2594. Ele rejeita essa posição dizendo que há evidentemente apenas um céu. Se houvesse muitos numericamente e os mesmos especificamente, como há muitos homens, um juízo similar também teria que ser feito sobre o primeiro princípio de cada céu, que é um motor imóvel, como foi dito (1079:C 2555). Pois haveria muitos primeiros princípios que são especificamente um e numericamente muitos.

2595. Mas essa visão é impossível, porque todas as coisas que são especificamente uma e numericamente muitas contêm matéria. Pois elas não são diferenciadas do ponto de vista de sua estrutura inteligível ou forma, porque todos os indivíduos têm uma estrutura inteligível comum, por exemplo, o homem. Segue-se, então, que eles são distinguidos por sua matéria. Assim, Sócrates é um não apenas em sua estrutura inteligível, como homem, mas também em número.

2596. No entanto, o primeiro princípio, "visto que é uma qüididade", ou seja, visto que é sua própria essência e estrutura inteligível, não contém matéria, porque sua substância é "realidade completa", i.e., atualidade, enquanto a matéria está em potência. Resta, então, que o primeiro motor imóvel é um não apenas em sua estrutura inteligível, mas também em número. Portanto, o primeiro movimento eterno, que é causado por ele, deve ser único. Consequentemente, segue-se que há apenas um céu.

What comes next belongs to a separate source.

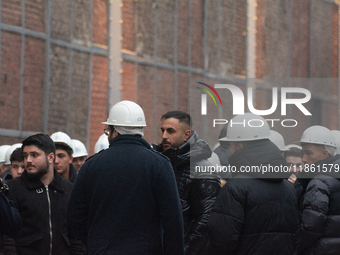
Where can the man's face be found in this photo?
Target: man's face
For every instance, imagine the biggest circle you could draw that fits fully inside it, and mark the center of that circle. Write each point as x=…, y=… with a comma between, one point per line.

2597. Agora, tradições (1088).

Ele mostra como os pontos descobertos sobre uma substância imaterial se comparam tanto com as opiniões antigas quanto com as comuns. Ele diz que certas tradições sobre as substâncias separadas foram transmitidas pelos filósofos antigos, e estas foram legadas à posteridade sob a forma de um mito, de que essas substâncias são deuses, e que o divino abrange toda a natureza. Isso segue-se dos pontos acima, concedido que todas as substâncias imateriais são chamadas de deuses. Mas se apenas o primeiro princípio é chamado de Deus, há apenas um Deus, como fica claro pelo que foi dito. O restante da tradição foi introduzido sob a forma de um mito para persuadir a multidão, que não consegue apreender as coisas inteligíveis, e na medida em que era conveniente para a criação de leis e para o benefício da sociedade, que, por invenções desse tipo, a multidão pudesse ser persuadida a buscar atos virtuosos e evitar os maus. Ele explica a parte mitológica dessa tradição acrescentando que eles disseram que os deuses têm a forma de homens e de certos outros animais. Pois eles inventaram as fábulas de que certos homens, bem como outros animais, foram transformados em deuses; e acrescentaram certas afirmações consequentes a estas e semelhantes às que acabaram de ser mencionadas. Ora, se entre essas tradições alguém deseja aceitar apenas aquela que foi observada primeiro acima, a saber, que os deuses são substâncias imateriais, isso será considerado uma declaração divina, e uma que é provavelmente verdadeira. E é assim porque toda arte e toda filosofia foram frequentemente descobertas pelo poder humano e novamente perdidas, seja por causa de guerras, que impedem o estudo, seja por causa de inundações ou outras catástrofes desse tipo.

2598. Também era necessário que Aristóteles mantivesse essa visão para salvar a eternidade do mundo. Pois era evidente que em um tempo os homens começaram a filosofar e a descobrir as artes; e pareceria absurdo que a raça humana ficasse sem elas por um período infinito de tempo. Daí ele dizer que a filosofia e as várias artes foram frequentemente descobertas e perdidas, e que as opiniões daqueles pensadores antigos são preservadas como relíquias até os dias atuais.

2599. Por último, ele conclui que "a opinião de nossos antepassados", i.e., aquela recebida daqueles que filosofaram e após os quais a filosofia se perdeu, é evidente para nós apenas desta forma, i.e., sob a forma de um mito, como foi dito acima (1088:C 2597).